Now Bio4j is separated on modules with Statika and these modules are combinable in a certain way, it's easy to create new ones and prepare releases of the Bio4j DB that suits your needs in the best way.
As you can see in the ModuleBundle
source, a Module is a statika bundle, which combines
- an API bundle, which does nothing so far, but will represent the proper usage interface for this module;
- an imported data bundle, which represents the real data imported into Bio4j that you can use.
Both these parts have their own dependency hierarchies that should be preserved. So first you should create an APIBundle
and an ImportedDataBundle
, then you just declare a module as their combination.
For example:
object Module {
case object GITaxonomyIndex extends ModuleBundle(API.GITaxonomyIndex, Importer.GITaxonomyIndex)
}
TODO:
more detailes to be written...
A release bundle is supposed to "import" a Bio4j build, i.e. to create a module bundle in real and upload it to an S3 bucket. For example:
object Release {
case object GITaxonomyIndex extends ReleaseBundle(
ObjectAddress("my.nonexisting.bucket", "bio4j/indexed_taxonomy"),
Module.GITaxonomyIndex
)
}
Ok, you have a realese bundle, which was release as an artifact (i.e. was succsessfully applied).

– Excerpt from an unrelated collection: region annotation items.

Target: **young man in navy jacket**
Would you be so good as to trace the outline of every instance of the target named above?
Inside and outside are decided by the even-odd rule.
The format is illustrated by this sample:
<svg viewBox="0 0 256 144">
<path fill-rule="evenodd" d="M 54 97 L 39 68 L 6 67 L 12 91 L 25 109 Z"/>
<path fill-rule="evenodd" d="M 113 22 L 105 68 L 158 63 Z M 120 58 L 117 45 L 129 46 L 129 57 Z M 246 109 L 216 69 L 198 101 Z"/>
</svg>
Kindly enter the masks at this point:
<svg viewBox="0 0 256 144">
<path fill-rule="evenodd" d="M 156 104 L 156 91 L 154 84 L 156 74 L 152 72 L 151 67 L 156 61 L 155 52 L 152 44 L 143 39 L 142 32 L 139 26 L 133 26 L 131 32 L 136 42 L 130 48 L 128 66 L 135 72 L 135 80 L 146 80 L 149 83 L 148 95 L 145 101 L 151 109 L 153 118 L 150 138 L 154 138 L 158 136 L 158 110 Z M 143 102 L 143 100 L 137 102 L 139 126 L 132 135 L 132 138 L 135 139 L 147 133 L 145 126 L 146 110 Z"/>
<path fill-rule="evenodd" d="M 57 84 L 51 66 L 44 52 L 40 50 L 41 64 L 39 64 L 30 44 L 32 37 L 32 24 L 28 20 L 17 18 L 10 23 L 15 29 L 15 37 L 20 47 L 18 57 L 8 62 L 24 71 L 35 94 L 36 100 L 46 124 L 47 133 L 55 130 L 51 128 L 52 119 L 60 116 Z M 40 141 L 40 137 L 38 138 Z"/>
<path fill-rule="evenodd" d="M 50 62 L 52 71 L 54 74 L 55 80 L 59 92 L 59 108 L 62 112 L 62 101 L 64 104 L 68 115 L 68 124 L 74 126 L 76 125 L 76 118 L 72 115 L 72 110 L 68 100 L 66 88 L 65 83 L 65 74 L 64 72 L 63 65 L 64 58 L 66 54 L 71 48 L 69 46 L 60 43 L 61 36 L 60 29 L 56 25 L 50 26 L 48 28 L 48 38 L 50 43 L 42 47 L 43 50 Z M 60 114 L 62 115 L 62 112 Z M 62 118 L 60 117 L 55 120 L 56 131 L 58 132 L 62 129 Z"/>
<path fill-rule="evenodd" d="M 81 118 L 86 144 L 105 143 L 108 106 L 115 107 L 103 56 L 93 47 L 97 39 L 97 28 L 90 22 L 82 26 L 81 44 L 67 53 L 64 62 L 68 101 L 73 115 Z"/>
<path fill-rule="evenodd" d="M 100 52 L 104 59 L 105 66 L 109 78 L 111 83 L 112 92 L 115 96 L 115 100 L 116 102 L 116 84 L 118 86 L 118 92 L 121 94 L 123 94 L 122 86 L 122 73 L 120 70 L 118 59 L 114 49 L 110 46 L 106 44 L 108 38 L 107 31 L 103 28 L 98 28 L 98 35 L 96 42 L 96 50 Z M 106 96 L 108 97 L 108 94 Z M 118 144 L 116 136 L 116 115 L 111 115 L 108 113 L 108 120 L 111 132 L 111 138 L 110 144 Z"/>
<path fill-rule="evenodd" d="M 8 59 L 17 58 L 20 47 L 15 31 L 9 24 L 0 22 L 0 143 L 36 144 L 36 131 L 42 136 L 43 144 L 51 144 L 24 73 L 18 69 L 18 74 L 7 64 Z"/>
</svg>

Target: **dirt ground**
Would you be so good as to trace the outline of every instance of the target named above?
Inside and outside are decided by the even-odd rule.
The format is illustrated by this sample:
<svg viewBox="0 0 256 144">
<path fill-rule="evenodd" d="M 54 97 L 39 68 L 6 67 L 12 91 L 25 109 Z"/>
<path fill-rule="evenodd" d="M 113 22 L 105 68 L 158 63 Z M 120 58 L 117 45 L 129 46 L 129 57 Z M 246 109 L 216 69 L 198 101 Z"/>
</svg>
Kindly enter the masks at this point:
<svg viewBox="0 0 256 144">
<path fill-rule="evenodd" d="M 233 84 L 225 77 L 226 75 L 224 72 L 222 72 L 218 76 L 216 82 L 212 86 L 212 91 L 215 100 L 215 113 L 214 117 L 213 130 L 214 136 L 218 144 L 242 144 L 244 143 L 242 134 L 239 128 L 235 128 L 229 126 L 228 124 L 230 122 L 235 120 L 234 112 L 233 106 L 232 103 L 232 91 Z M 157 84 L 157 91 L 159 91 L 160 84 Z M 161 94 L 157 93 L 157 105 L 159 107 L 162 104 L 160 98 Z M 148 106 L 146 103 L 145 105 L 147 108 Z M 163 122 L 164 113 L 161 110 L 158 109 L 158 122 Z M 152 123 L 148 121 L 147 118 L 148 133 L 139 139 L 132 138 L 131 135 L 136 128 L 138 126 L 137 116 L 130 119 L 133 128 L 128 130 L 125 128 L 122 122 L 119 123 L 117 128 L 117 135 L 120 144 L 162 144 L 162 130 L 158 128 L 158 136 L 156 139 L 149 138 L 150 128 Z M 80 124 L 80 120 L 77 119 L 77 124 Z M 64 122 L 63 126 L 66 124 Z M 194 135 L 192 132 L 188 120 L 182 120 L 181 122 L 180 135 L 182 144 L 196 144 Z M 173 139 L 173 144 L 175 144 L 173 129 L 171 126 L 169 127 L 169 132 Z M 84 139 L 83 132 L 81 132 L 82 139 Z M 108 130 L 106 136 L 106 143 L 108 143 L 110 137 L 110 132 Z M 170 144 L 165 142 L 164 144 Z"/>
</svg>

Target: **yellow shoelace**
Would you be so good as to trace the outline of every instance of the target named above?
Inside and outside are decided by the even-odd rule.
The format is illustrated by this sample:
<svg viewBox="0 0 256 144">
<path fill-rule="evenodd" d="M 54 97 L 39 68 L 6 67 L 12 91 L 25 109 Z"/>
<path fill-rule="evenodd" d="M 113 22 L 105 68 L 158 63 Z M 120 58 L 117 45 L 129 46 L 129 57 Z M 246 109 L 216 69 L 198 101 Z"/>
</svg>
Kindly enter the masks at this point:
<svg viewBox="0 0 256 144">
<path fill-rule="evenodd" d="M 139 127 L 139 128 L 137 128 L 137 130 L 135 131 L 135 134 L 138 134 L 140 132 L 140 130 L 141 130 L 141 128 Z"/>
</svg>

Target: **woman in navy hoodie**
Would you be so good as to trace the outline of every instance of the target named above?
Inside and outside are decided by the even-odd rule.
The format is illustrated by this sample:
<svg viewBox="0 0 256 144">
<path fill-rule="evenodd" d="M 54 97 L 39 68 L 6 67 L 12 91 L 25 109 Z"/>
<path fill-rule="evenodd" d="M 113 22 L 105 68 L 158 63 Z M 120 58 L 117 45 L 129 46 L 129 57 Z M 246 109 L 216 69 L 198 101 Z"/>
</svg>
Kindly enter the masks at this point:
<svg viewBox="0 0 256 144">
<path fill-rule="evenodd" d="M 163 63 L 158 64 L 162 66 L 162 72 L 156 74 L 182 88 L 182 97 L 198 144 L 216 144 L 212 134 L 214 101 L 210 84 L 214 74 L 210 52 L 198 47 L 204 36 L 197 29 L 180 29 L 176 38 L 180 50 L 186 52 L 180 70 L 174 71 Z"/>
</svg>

Now you can use it to create a "distribution" of Bio4j DB. For example, we released (so far just published a snapshot) Release.GITaxonomyIndex
bundle as an artifact "ohnosequences" %% "bio4j-scala-distribution" % "0.1.0-SNAPSHOT"
, so we include it in our sbt project.
Now in code, we can create a DistributionBundle
:
object Bio4jDistribution {
case object GITaxonomyIndex extends DistributionBundle(
Release.GITaxonomyIndex,
new File("/media/ephemeral0/bio4j/indexed_taxonomy/")
)
}
Now we know, that if we depend on this bundle, it will download this release of Bio4j and initialize it, providing us following:
trait AnyDistributionBundle extends AnyBio4jInstanceBundle {
type API <: AnyAPIBundle
val api: API
def bio4jManager: Bio4jManager
def nodeRetriever: NodeRetrieverTitan
}
Now we can try to use this nodeRetriever
as we would do it normally with Bio4j from java:
case object TestTaxonomy extends Bundle(Bio4jDistribution.GITaxonomyIndex :~: ∅) {
override def install[D <: AnyDistribution](d: D): InstallResults = {
try {
val human = GITaxonomyIndex.nodeRetriever.getNCBITaxonByTaxId("9606")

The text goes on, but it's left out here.